Women and men have been shown to have systematically different attitudes across a variety of policy domains within American politics.  Although a number of surveys and studies have indicated a pervasive gender gap on attitudes towards GM foods—with women consistently more skeptical then men— there have not been any efforts to understand this robust gap within the context of what we know about gender and political attitudes.  Using a variety of measures of attitudes towards GM foods from both the 2006 General Social Survey and a 2013 CBS/Vanity Fair survey, we explore a number of theories for the gap and attempt to determine its underpinnings.  We consider demographic (including parenthood), political, science, and risk perception factors, but ultimately find that none of these things are able to explain what it is that causes women to be more negative towards GM foods than men.  In short, whatever features of women’s or men’s experiences are responsible for this gender gap remain uncovered.  We also find very little evidence for politicization of the issue and that, much like the gender gap, there is a persistent and robust gap in which minorities are also more skeptical of GM foods.

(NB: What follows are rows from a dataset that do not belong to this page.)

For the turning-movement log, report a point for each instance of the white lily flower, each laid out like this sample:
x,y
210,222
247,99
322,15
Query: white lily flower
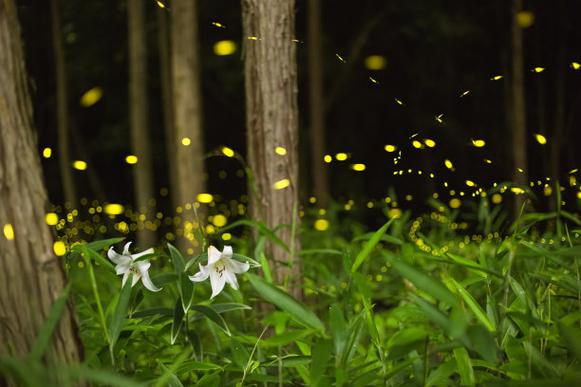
x,y
221,268
126,265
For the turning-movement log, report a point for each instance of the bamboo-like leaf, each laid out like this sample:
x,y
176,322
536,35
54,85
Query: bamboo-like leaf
x,y
178,320
120,313
423,281
45,333
177,259
373,241
474,306
284,301
213,316
464,367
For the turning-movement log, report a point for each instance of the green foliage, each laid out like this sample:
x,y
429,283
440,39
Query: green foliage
x,y
414,303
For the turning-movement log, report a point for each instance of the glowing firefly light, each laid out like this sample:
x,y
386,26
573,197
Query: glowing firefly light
x,y
449,164
429,142
478,143
91,97
204,198
8,231
131,159
540,138
79,165
227,151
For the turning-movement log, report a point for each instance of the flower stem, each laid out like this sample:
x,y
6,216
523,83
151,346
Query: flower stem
x,y
99,305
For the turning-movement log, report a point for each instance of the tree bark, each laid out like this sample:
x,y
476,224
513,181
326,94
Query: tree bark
x,y
139,122
62,102
271,121
31,277
187,104
167,109
319,175
519,135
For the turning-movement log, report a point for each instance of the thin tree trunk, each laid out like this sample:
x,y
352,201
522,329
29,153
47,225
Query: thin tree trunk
x,y
316,105
31,277
63,124
139,122
559,126
271,121
519,136
167,109
187,104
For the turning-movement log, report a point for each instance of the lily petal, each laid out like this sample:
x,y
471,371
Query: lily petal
x,y
218,280
122,268
126,248
146,280
125,276
237,267
200,276
227,252
136,278
231,279
213,255
116,257
138,255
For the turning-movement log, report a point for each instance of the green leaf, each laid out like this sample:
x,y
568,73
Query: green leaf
x,y
177,259
186,290
572,338
92,254
284,301
474,306
213,316
54,315
464,367
101,245
320,356
178,320
423,281
373,241
338,329
120,314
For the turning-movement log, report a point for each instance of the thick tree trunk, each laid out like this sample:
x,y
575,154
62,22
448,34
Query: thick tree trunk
x,y
187,104
519,135
319,175
139,122
63,124
167,109
272,121
31,277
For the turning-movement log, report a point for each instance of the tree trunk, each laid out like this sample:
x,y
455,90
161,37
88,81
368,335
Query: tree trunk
x,y
519,136
31,277
167,109
556,140
187,104
271,121
139,122
319,175
62,102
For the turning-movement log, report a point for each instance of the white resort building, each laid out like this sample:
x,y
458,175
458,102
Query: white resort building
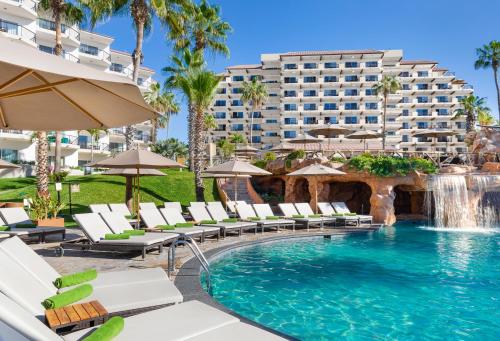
x,y
19,20
312,88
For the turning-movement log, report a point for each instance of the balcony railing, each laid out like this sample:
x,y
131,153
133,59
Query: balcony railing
x,y
17,30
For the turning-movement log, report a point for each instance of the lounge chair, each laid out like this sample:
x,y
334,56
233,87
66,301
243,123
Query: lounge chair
x,y
200,213
46,274
94,227
17,215
291,212
174,322
341,207
173,217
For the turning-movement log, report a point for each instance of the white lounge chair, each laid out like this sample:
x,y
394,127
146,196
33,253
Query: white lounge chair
x,y
211,324
28,259
17,215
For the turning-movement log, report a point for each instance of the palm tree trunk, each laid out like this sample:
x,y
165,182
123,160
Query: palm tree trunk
x,y
42,183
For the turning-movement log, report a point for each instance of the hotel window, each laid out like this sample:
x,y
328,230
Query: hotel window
x,y
351,120
310,120
310,106
310,93
310,66
331,65
330,106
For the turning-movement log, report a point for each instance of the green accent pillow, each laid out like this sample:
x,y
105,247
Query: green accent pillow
x,y
68,297
107,331
75,279
116,236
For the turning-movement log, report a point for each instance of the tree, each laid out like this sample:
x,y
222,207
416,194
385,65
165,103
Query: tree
x,y
142,13
471,107
254,92
386,86
162,102
70,14
488,56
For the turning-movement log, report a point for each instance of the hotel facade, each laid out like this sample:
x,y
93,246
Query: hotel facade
x,y
20,21
316,88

Got that?  Unable to explain the gap.  I actually think that’s kind of cool.  Met a really smart political scientist on the panel who is interested in similar issues, so the next step is to find some more data and try harder.  Regardless, I do think it is really interesting that there appears to be something in the socialization of women versus men that has a robust and pervasive effect on attitudes towards GMO’s.

Here’s one of our tables that uses unwillingness to eat  GM food as the dependent variable:

gmo

Anyway, I had a lot of fun talking to a variety of people and hearing out their ideas on what might be explaining this gap that we have not controlled for in the model.  Happy to hear your ideas, too.